Buffer overflows in C usually are the result of people trying to treat everything like a string; they want to slurp data into a string or array, and then manipulate it in that form. That's a horrible way to write software, whether in C or any other language. It just so happens that if you do it in C you're susceptible to more attacks than if you do it in, say, Java; but the solution isn't to write the bad code in Java; it's to stop writing that kind of code at all.
Using the best language for the particular job also helps. Writing parsers has always been easier for me to do in C because of pointers, and the ability to write very concise state machines. A parser is really a way to consume a string, character by character, and transform it into some other structure. So when people tell me that handling strings in C is more difficult, I don't know how to respond. It's certainly more difficult to juggle and manipulate strings in C. But if that's how you're processing string input in any language, you're probably doing it wrong. If I'm parsing an e-mail message, I'll construct a tree of objects by consuming a stream of characters. I may store the message, or parts of it, as a character "string", but only as an immutable object that I never need to manipulate; outputting it later, if necessary. So I rarely care about the difficulty of manipulating strings in C, because I rarely need to do that.
I tend to use general purpose scripting languages for things _other_ than string processing, like executing complex rules or transformations of structures of objects. For still other things domain specific language are preferable.
Of course, if all you want to do is hack out a script to process some data (as Perl is popular for), then have at it. But don't fool yourself that your script is any more secure than if written in C. There are probably several times more remote execution bugs in scripting language built applications than C applications, just because of improper use of strings.
Posted Feb 3, 2011 10:00 UTC (Thu) by Thomas (subscriber, #39963)
[Link]
"For example, you could treat a password as a sub-type of string. But strings as commonly understood almost universally support the concept of truncation. But if you truncate a password horrible security repercussions result. So why would you want to treat it like a string at all?"
You got it the wrong way round. Strings [a concatenation of bytes] can support truncation but don't have to.
Cheers,
T.
String manipulation bugs
Posted Feb 6, 2011 19:08 UTC (Sun) by man_ls (subscriber, #15091)
[Link]
(2) what are you left with when you exclude all the unnecessary and possibly dangerous operations? Not much.
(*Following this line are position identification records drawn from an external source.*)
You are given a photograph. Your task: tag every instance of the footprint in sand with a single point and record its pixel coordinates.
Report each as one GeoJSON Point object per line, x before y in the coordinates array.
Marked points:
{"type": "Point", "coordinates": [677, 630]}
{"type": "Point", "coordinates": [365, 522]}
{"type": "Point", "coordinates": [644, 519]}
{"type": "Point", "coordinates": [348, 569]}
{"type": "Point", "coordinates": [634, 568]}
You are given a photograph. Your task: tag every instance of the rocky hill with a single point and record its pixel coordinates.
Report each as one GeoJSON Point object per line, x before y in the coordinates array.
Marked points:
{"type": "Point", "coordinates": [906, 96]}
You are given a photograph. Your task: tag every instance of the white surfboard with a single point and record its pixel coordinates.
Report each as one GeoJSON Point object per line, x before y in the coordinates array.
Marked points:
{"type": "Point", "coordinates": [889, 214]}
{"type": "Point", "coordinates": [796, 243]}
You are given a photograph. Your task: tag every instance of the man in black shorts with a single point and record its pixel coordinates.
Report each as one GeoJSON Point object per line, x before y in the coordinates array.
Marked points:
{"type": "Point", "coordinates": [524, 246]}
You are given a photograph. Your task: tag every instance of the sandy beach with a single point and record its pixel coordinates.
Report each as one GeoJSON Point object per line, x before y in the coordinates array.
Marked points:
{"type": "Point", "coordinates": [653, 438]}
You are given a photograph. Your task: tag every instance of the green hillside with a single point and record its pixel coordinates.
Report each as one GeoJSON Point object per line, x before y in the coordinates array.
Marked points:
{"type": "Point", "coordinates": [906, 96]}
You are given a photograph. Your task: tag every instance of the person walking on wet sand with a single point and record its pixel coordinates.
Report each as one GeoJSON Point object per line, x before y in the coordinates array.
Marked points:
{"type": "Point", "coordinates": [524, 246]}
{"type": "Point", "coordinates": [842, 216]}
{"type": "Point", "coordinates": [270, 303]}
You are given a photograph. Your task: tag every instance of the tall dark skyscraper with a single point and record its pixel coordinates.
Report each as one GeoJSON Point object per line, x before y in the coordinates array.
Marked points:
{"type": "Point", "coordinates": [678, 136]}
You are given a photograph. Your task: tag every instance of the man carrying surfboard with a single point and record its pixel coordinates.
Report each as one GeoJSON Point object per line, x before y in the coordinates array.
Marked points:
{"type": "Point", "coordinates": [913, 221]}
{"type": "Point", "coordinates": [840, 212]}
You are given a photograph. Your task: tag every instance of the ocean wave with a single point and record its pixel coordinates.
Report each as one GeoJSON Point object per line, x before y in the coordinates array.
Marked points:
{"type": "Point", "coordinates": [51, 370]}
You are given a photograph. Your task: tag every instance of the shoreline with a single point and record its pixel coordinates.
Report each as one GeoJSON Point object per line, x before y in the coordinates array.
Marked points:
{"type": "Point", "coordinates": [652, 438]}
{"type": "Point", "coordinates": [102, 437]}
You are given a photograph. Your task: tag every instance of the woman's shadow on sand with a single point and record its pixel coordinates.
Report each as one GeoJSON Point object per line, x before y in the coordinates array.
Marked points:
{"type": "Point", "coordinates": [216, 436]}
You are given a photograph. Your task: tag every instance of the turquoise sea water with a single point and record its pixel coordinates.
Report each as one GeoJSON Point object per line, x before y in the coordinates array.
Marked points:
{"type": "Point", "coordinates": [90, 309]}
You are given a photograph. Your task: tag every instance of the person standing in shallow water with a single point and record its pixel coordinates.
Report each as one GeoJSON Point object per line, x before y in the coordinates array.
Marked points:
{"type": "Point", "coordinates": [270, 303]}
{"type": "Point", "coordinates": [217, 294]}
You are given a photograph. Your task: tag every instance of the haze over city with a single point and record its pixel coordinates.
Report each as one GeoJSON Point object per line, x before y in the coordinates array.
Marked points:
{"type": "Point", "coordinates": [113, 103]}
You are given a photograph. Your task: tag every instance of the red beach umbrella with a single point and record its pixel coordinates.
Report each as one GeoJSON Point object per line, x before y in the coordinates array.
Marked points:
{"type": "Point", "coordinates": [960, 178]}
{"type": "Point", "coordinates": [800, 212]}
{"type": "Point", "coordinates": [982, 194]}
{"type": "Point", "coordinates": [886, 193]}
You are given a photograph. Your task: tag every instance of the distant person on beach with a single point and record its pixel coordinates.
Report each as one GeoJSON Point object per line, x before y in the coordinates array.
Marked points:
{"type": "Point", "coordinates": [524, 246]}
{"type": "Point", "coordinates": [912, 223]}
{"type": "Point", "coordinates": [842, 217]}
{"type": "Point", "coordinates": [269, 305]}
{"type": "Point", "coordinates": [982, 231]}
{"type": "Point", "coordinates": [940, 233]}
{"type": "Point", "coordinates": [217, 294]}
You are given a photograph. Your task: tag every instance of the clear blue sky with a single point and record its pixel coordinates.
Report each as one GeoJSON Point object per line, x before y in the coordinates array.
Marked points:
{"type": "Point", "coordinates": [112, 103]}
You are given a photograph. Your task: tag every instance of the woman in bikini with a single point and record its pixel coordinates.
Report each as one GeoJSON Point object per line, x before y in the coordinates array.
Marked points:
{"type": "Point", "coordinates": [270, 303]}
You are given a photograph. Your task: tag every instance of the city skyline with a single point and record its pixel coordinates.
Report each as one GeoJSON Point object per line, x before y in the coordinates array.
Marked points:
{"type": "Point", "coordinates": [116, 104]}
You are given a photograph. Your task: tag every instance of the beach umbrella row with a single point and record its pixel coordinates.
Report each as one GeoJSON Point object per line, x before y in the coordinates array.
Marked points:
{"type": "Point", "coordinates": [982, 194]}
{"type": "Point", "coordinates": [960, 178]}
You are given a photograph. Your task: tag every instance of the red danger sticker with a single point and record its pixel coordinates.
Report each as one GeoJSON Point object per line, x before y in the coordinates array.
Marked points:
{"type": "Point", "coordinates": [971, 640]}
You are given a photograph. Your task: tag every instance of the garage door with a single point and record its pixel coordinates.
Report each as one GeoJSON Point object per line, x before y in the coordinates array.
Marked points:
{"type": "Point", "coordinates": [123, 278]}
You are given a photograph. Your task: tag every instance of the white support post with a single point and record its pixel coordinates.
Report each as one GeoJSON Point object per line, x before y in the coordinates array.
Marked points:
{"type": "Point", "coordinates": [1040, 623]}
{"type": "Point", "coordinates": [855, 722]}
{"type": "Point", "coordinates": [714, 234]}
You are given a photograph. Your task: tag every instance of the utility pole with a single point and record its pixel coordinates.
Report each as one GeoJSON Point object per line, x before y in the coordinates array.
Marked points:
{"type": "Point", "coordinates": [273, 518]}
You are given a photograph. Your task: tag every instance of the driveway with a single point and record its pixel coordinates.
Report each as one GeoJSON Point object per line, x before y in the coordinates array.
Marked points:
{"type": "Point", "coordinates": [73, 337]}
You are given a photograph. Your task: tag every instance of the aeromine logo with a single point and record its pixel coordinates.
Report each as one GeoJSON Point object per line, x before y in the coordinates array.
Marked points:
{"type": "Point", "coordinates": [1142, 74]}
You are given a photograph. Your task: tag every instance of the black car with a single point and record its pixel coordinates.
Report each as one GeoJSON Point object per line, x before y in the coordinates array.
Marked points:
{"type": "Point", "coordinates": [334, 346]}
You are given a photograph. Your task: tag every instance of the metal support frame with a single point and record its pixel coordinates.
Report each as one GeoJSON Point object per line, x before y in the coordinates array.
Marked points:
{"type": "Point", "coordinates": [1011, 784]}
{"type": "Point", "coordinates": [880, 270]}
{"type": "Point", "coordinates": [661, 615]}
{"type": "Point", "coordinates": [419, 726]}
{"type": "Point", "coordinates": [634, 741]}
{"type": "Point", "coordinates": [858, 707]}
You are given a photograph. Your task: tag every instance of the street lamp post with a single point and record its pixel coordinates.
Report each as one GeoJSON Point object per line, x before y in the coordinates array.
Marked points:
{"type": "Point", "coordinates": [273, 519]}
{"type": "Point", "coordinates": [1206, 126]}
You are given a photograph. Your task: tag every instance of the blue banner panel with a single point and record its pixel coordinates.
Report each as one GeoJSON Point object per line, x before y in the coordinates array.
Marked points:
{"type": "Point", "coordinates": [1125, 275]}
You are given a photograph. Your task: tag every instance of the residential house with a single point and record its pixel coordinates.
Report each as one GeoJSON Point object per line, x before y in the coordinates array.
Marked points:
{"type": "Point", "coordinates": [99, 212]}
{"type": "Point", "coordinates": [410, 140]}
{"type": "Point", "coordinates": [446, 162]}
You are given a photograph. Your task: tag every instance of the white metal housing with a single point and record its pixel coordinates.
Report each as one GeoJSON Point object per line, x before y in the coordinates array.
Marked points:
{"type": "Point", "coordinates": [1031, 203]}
Immutable strings. As seen in Java, Python or Lua. Safe, flexible, and only occasionally slow enough to use other options. If you remove the main cause for the most common security bug, and nobody complains, then in my book that is a good decision.
There are probably several times more remote execution bugs in scripting language built applications than C applications, just because of improper use of strings.
String manipulation bugs I can live with. Security holes are unacceptable. A language where every bug must be considered a security bug is too hard for me.
LCA: Lessons from 30 years of Sendmail
Posted Feb 12, 2011 23:07 UTC (Sat) by ofranja (subscriber, #11084)
[Link]
"Type abstraction is often the root cause of security bugs. For example, you could treat a password as a sub-type of string. But strings as commonly understood almost universally support the concept of truncation. But if you truncate a password [...]"
I think you wanted to say LACK of abstraction.
If password is not exactly a string, you should have created a "password" type with proper operations and associated semantics.
Do not ever consider "C" as an example of "complete type system", unless you also consider a Ford T an modern vehicle.